The Spy Chronicles. RAW, ISI and the Illusion of Peace

Authors: A.S. Dulat, Asad Durrani, Aditya Sinha

Category: Non-fiction, history, politics


When I first heard about the Spy Chronicles, my first reaction was, “That’s not possible! A book like this couldn’t possibly exist.” The idea that two ex-chiefs of the RAW and the ISI had gotten together and co-authored a book about the relationship between India and Pakistan seemed impossible. For people who don’t know about the rivalry between these two agencies, it is somewhat comparable to a book being written by a collaboration between the CIA and the KGB during the Cold War.

As it turns out, not only does the book exist but it’s also pretty informative. The fact that Aditya Sinha managed to get ex-heads from both agencies is what sets this book apart. Sometimes, in a conflict, it is necessary to look at the issue from both viewpoints, and the Spy Chronicles does exactly this. The entire book is divided into chapters, where each chapter is in the form of a dialogue between these two men.

If you’re someone like me, you’ll probably be disappointed in the beginning. Nowhere in the book have either of the spymasters revealed any confidential or classified information. But then again, why would they? The book covers a vast range of topics from the beginning of the Kashmir problem to recent events like the surgical strikes. Both the men put forward their views and try to be as frank as possible. Well, as frank as you could expect two spymasters to be.
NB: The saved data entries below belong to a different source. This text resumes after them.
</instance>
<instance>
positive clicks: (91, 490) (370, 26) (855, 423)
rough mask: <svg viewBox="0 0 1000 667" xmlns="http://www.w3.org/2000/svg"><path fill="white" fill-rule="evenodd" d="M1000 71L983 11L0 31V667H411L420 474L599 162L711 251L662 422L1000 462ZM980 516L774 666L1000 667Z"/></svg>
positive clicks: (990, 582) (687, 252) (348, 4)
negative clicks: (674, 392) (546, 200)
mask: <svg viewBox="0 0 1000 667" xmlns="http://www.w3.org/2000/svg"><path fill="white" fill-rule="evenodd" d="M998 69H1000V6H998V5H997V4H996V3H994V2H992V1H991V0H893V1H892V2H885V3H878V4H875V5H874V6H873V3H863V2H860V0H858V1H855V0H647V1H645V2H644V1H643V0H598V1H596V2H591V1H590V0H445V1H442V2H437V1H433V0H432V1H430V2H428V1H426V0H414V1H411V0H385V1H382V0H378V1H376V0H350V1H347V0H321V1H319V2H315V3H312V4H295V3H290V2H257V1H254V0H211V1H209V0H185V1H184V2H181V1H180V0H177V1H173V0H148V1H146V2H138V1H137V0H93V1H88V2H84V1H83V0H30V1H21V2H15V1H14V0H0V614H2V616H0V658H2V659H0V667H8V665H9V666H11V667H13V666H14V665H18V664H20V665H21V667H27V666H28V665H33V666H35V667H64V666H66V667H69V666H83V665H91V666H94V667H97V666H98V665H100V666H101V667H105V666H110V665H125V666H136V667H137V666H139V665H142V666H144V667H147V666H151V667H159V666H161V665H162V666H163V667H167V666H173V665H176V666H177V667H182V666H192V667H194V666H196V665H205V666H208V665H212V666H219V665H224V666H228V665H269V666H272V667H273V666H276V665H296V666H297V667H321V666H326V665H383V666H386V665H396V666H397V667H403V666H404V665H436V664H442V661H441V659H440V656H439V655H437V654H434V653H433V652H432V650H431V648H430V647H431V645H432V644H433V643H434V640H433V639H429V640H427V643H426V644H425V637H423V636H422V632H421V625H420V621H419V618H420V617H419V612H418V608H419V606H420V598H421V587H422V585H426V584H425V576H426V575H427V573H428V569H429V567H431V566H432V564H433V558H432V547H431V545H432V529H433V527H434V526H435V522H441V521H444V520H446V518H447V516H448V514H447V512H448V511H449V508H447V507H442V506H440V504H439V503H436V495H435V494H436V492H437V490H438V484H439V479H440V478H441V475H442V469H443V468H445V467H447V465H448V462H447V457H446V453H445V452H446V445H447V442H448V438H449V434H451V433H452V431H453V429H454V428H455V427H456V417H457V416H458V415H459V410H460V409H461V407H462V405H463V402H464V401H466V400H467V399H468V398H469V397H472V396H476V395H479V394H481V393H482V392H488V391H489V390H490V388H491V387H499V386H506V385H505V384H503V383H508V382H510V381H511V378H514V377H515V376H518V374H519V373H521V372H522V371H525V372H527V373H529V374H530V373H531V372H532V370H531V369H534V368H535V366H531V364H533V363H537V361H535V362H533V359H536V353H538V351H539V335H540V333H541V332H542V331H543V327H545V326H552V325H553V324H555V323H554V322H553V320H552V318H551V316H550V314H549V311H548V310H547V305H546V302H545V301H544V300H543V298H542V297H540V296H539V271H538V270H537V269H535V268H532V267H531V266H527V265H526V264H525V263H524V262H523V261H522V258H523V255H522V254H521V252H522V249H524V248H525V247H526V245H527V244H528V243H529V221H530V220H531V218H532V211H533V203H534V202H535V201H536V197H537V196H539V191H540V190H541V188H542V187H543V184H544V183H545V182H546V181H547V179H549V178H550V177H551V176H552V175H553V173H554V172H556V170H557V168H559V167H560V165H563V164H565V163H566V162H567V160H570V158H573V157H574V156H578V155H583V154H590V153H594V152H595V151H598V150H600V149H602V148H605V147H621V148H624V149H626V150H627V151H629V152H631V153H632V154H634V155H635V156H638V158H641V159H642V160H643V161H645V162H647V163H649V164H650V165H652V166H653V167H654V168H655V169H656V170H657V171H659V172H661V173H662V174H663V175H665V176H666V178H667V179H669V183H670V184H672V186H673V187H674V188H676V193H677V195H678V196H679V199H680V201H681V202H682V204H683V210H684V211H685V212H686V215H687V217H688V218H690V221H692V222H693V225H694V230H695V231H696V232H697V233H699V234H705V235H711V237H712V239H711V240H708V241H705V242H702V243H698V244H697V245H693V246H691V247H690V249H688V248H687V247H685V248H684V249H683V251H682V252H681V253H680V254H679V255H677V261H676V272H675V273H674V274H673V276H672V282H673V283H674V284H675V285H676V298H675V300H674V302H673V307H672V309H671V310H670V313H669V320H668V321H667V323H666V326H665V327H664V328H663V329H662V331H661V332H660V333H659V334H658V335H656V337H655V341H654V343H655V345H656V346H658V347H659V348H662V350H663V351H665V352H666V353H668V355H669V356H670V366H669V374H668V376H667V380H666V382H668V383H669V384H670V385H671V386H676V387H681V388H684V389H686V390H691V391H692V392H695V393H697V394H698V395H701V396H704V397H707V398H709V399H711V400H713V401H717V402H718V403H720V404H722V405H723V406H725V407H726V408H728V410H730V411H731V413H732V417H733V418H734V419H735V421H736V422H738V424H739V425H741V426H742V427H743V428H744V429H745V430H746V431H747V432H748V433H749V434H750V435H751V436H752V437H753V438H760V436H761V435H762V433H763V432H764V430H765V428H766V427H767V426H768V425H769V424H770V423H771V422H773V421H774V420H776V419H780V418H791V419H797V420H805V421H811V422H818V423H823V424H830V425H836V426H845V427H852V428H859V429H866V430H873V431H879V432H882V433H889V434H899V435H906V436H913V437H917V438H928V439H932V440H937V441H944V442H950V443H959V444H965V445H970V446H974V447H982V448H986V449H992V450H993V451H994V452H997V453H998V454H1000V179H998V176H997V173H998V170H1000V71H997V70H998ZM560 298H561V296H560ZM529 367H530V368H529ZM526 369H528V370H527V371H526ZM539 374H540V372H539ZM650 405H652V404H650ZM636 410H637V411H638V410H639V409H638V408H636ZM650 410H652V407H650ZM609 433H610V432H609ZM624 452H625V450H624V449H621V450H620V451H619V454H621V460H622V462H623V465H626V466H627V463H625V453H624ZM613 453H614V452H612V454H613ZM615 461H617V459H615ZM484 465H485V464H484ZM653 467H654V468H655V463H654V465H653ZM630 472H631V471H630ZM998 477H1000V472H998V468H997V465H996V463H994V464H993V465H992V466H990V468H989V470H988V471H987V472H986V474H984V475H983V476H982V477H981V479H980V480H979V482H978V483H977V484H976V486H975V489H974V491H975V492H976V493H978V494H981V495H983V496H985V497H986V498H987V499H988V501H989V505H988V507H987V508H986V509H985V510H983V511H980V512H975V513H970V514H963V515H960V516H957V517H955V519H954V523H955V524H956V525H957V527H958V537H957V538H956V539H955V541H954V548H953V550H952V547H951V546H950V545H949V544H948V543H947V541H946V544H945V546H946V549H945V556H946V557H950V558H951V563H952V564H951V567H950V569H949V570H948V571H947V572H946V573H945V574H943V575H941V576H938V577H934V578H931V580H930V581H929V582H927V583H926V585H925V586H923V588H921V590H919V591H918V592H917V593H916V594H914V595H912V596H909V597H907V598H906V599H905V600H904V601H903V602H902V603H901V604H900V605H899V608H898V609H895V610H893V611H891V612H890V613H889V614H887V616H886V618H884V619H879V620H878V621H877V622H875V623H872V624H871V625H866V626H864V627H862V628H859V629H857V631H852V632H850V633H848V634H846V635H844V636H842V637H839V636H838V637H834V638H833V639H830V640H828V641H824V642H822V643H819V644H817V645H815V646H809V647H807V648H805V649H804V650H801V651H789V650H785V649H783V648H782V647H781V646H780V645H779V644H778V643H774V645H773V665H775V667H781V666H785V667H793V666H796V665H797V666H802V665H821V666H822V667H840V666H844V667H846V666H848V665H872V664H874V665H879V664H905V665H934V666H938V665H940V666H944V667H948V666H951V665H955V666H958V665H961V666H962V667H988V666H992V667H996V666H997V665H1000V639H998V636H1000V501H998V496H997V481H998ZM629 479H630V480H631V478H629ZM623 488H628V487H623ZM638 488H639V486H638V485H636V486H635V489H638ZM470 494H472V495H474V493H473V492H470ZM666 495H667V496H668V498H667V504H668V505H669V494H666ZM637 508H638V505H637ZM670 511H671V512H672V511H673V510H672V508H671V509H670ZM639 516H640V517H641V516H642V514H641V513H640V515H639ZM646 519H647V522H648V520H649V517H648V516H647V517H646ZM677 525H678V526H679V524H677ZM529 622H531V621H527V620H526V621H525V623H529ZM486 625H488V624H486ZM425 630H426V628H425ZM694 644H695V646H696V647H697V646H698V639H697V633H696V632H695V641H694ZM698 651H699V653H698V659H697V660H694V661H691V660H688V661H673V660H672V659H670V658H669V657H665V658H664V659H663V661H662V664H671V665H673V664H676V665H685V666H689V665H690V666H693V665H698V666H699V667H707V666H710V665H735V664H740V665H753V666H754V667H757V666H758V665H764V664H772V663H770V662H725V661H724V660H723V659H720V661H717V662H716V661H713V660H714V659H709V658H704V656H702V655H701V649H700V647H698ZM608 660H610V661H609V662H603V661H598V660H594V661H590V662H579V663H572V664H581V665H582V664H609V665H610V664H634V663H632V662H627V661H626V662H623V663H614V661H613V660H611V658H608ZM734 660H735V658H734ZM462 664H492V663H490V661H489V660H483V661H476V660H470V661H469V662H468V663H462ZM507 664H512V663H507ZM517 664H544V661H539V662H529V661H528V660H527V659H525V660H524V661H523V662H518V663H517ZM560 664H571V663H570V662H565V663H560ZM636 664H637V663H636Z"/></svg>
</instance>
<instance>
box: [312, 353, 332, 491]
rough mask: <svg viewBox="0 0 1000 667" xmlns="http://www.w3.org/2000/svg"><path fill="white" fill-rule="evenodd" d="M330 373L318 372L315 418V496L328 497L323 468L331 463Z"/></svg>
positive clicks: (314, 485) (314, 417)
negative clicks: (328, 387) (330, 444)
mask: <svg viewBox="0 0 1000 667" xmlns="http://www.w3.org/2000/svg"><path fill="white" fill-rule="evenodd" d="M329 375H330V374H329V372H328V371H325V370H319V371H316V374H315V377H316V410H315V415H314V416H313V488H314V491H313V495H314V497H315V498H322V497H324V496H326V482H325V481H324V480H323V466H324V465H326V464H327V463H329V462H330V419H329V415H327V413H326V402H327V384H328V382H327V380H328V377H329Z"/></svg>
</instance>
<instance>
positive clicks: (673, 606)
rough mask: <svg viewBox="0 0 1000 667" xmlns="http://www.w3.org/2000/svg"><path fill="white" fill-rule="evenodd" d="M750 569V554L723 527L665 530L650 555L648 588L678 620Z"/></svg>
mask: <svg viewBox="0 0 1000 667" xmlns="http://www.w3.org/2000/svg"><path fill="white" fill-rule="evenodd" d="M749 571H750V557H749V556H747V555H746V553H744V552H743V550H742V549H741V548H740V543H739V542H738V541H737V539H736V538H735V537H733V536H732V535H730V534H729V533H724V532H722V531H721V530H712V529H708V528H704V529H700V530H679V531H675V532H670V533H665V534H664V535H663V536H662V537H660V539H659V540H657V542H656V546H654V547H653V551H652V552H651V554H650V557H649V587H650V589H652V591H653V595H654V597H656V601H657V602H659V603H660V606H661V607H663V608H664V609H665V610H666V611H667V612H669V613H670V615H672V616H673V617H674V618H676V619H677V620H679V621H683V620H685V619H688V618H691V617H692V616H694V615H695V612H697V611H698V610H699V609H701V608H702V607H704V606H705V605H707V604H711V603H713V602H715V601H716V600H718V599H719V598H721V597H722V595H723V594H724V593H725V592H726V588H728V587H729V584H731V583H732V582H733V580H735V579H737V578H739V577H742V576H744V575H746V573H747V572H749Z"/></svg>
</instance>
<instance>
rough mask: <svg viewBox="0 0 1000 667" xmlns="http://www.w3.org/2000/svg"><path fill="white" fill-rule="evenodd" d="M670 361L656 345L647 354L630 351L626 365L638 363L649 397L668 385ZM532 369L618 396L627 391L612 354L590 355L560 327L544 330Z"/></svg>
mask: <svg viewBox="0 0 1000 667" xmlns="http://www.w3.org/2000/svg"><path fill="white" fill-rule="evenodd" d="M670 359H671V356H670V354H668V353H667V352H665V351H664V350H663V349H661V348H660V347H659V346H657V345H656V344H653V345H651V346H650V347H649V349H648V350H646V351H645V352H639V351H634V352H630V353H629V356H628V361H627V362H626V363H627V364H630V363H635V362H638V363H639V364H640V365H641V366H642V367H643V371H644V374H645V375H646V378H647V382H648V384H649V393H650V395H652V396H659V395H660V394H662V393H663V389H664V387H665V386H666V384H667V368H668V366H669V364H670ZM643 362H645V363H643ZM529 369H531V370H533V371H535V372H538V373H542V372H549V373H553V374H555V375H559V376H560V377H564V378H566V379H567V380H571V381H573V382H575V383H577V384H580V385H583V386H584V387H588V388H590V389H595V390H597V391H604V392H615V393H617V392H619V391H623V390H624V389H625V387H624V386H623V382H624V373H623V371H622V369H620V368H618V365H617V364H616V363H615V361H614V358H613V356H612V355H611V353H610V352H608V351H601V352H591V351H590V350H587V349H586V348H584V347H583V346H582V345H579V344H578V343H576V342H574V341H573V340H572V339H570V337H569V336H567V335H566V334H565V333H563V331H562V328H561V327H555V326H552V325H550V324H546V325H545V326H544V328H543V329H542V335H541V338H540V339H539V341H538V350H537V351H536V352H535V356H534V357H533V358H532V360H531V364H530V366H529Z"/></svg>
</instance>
They provide an insider’s view on a lot of issues, and this makes for a pretty interesting read.

The India-Pakistan relationship has undergone numerous ups and downs in recent years. It was refreshing to see two cold analysists, sitting together, speaking about the dynamic based on pure facts. At certain points in the book, a noticeable feature was that whenever a topic came up which could cause embarrassment to one side, that person became extremely diplomatic. For example, when Asad Durrani was asked about the terrorist Hafiz Saeed and why the Pakistani government wasn’t taking action against him, he retreated behind a number of rhetorical questions and tried to sidestep the topic. A.S. Dulat didn’t press the issue. Both the men talked about “choreographed responses”, agreed that the enmity between the countries was promoted by their respective media and that politicians on both sides thrived on this animosity.

The last few chapters of the book were dedicated to an idea of “Akhand Bharat” or undivided India, comprising of India, Pakistan, and Bangladesh. Both of the men presented ideas on how to bring this about, the potential problems and how it would benefit both sides ultimately. Frankly, I found this idea to be excessively optimistic. Both the viewpoints were based on the idea that if one side did the other a favor as a sign of goodwill, it would be reciprocated. However, this is highly improbable.

The book is fairly interesting to read. However, people who don’t know about the politics and history of the two countries will have a tough time keeping up. I’d give this book a 3.8/5 because the book does get a bit dull at certain points. Overall, it’s a pretty decent book and I’d recommend it to anyone who has an interest in world politics.